Feed Forward Neural Network (FFNN): Your 768-dimensional uniform is expanded to a much higher dimensional space (like 4 times bigger) and then compressed back. This expansion/contraction helps the model capture more complexity and parameters. (DeepSeek's other big innovation, Mixture of Experts (MoE), happens right here).
Dropout Layers: These are small steps where some parameters are randomly turned off to prevent others from getting "lazy".
Skip Connections: These are like shortcuts to make sure the information flows smoothly through the whole engine without getting lost (the vanishing gradient problem). You go through this intense sequence 12, 24, or even 48 times, depending on the model size. Even after this difficult journey, your uniform remains the same size: 768 dimensions. The values in the vector have changed, but the size hasn't. The Output: Making the Big Choice Finally, you reach the output layer, ready to help the LLM predict the next word.
The Big Conversion: The model must convert your 768-dimensional vector into a vector that is the size of the whole vocabulary (which we assumed was 50,000). This happens in the final projection layer. Now, your vector has 50,000 dimensions.

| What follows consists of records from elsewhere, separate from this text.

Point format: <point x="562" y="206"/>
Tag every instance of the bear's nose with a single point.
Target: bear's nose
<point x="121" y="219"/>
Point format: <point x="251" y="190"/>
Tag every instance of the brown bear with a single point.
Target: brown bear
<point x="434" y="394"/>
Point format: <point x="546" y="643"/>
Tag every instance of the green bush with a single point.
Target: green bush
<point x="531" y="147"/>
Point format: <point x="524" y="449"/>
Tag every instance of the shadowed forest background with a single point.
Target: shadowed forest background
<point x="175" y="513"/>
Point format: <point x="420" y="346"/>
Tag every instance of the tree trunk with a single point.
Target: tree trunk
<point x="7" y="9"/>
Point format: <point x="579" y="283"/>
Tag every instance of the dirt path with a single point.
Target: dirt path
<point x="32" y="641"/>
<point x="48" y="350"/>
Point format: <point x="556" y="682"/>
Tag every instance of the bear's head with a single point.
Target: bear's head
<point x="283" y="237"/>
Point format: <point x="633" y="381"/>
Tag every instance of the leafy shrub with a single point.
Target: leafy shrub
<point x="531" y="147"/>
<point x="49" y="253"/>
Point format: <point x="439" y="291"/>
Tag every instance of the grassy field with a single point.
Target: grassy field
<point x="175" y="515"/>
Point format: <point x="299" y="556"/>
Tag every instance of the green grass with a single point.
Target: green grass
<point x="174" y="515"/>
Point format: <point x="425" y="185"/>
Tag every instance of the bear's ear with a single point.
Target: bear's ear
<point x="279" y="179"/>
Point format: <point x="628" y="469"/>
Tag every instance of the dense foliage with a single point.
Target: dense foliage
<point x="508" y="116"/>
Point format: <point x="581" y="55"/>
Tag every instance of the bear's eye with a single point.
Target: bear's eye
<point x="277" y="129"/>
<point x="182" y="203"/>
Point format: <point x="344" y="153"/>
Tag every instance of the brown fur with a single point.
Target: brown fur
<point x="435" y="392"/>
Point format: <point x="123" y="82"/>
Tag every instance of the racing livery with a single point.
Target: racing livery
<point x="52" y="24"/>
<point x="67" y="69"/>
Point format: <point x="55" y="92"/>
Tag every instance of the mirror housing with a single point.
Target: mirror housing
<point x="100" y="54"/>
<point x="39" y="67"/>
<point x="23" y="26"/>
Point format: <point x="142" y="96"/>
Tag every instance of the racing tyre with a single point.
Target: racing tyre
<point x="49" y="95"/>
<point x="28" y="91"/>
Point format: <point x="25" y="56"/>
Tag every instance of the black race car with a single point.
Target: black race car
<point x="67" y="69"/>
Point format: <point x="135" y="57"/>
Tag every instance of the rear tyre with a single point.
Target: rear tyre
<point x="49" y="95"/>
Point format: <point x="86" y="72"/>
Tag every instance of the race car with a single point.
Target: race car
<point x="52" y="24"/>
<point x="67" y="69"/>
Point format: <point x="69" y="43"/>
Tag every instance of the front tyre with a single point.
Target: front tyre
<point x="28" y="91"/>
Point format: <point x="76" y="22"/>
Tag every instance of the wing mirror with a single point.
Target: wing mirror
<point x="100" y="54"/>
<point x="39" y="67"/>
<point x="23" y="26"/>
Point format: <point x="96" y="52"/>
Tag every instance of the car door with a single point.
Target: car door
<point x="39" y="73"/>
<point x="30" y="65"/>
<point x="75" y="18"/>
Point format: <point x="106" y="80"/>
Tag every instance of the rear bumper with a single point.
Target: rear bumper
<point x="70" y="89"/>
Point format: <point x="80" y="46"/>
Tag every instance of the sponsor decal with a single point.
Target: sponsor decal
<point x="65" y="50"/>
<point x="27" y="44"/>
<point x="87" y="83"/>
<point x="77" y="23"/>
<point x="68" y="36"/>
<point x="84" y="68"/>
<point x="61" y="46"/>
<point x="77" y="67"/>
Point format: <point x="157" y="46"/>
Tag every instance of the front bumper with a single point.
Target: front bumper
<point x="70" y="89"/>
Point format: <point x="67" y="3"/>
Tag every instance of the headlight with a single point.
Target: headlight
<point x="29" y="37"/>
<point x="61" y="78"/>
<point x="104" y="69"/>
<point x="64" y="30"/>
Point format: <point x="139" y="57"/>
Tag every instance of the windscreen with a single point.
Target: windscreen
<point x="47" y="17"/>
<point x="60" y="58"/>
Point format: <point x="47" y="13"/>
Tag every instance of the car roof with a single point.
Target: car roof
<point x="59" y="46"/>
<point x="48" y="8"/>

The Prediction: Since the 50,000 dimensions represent every possible word in the vocabulary, the model looks for the word (the index) that has the highest value or highest probability. The model picks this highest probability word and declares it the "next token". This process happens for every word in the sentence, leading to multiple input-output prediction tasks, which helps the model learn the language itself. The fact that the model learns language is actually a byproduct of this next token prediction task. A Note on Probability The concept that the LLM picks the word with the highest probability is very important. When a simple program was run using an API key, it showed that while the model might select "to" as the next word for a sentence, it still assigned probability (a chance) to other tokens like "far," "places," and "where". Although the specific Python code script used to demonstrate this action is not provided in the detailed description of the architecture, its purpose was clear: to prove that the AI is a probabilistic engine making a highly educated guess based on the highest probability assigned to the next token. Output Token Result 'to' Chosen (Highest Probability) 'far' Lower Probability 'places' Lower Probability 'where' Lower Probability This entire, complicated process—from getting the ID to the final prediction—involves training and optimizing all the billions of parameters hidden inside the token embedding, positional embedding, attention layers, and feed-forward networks. That optimization is what makes the LLM so smart!

Understanding the Journey of the Token is like knowing how your kabyle carpet is made. It looks simple and beautiful when finished, but beneath the surface, there are hundreds of thousands of threads (parameters) being processed, sorted, and woven together repeatedly (the Transformer Blocks) until the final, coherent pattern (the next predicted word) appears.